Prefer the sumo raisin. By moving your legs further apart, this position allows you to start with your hands closer to the ground. Another advantage: starting with the torso straighter, you will force less on the lumbar region.

Sumo deadlift

Stand with feet apart from double your shoulder width, tips facing out. Catch the bar in pronation, spreading your thumbs about 30 centimeters, and the bust practically perpendicular to the ground. Without bending your back, push your hips forward and stand up with the barbell. Then go down, keeping it as close to the body as possible.
Perform 3 sets of 8 to 10 reps.

The problem of small hands

Men with small arms also tend to have small hands, making it more difficult for them to take dumbbells. A grip with small hands indeed reduces the speed and the amount of work you can do in exercises where you have to pull the bar.

Our tip

Since there is not yet an effective way to lengthen your fingers, focus on the endurance of your forearms with small hand grips. Remember to do this at the end of each session.

Farmer’s Walk

Grab two big dumbbells and let them hang naturally on the sides. Walk as far aspossible, then put them on the ground (if you hold more than a minute, take heavier). Rest a few seconds. Count between 3 and 5 reps.

Towel chin-up

Wrap a towel around a drawbar. Catch it in pronation at shoulder width. Hold 20 seconds, rest and start again.

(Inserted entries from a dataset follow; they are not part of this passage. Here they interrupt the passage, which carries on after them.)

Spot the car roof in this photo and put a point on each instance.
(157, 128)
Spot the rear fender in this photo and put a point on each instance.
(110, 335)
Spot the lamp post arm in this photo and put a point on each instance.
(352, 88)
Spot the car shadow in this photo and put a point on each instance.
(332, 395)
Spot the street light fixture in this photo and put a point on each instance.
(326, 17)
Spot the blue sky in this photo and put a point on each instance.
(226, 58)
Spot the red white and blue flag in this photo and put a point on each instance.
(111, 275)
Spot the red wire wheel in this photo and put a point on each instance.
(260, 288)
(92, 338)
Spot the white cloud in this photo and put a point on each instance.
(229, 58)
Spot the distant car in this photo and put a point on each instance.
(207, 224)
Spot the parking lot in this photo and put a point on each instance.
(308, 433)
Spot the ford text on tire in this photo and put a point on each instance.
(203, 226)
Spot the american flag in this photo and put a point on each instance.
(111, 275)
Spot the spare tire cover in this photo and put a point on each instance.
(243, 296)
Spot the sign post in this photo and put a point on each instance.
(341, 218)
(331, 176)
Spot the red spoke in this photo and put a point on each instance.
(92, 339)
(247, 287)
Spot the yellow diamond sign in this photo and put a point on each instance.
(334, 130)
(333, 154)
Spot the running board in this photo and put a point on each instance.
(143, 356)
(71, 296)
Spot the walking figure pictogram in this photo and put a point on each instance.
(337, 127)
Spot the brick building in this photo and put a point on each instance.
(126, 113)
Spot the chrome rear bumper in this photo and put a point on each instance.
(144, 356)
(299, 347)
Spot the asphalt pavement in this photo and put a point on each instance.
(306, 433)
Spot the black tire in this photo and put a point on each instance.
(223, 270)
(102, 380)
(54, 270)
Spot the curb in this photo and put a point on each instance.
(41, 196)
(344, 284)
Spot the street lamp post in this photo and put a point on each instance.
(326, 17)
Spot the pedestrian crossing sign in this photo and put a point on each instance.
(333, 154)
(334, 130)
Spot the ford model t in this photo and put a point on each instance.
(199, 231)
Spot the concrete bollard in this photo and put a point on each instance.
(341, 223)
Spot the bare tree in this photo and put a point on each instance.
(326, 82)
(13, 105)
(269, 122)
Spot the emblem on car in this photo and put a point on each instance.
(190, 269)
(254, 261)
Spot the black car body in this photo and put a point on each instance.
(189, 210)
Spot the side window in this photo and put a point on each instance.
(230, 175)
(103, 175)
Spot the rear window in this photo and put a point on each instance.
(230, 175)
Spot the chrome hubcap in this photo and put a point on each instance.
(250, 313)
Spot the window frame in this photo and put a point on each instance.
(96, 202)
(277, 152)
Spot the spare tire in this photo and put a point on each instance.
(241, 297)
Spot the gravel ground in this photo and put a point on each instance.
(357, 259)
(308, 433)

The problem of a flat gluteal

If you roll a 1 euro coin from the back of your head, does it fall directly without touching your rear? If so, you have flat buttocks, because of a pelvis tilted backwards. This peculiarity puts your lower back in a vulnerable position, which can lead to injury in the spine.

Our tip

Strengthen your hip flexors. Once they are fortified, they will adjust your pelvis to its natural position and improve your posture.

Elongated exercise for the psoas

Lie down with your right leg on the ground and your left leg up, inclined at 90 °. Attach an elastic band that goes under your right foot and over your left foot. Keeping your right leg fixed, bring your left leg back to your chest without taking off your lower back. Pause, and return to the initial position. Do 10 to 12 reps, then change your leg and start again.

The problem of too long legs

According to Todd Durkin, tall men (say above 1.82 meters) have two problems at the squat. The first is physical: the longer the bones of your legs are, the more the bar travels along, and the harder the work to do for your muscles. Even in very good shape, you will need more time to get good results. Men with shorter bones can thus do more repetitions with higher loads.

The second problem is that longer bones are more likely to make false movements. You have to make more effort to keep your back in a neutral (slightly arched) position throughout the movement. Or you will have to lean forward more and more as you exercise, which is not good for the lower back.

Our tip

Choose exercises that do not require a heavy load, such as step. “This allows
to work hard while stressing less your back, “says Bill Hartman, coach and co-owner of Indianapolis Fitness and Sports Training.

Step with dumbbells

 Position yourself in front of a step about 45 cm high while holding a dumbbell in each
hand. Place your left foot flat, knee bent at right angles. Push to ascend until your leg is taut, and slowly lower back to the initial position. Change your leg after 8 to 10 reps. For more difficulty, let go of your dumbbells and do the exercise with a bar wedged on the shoulders.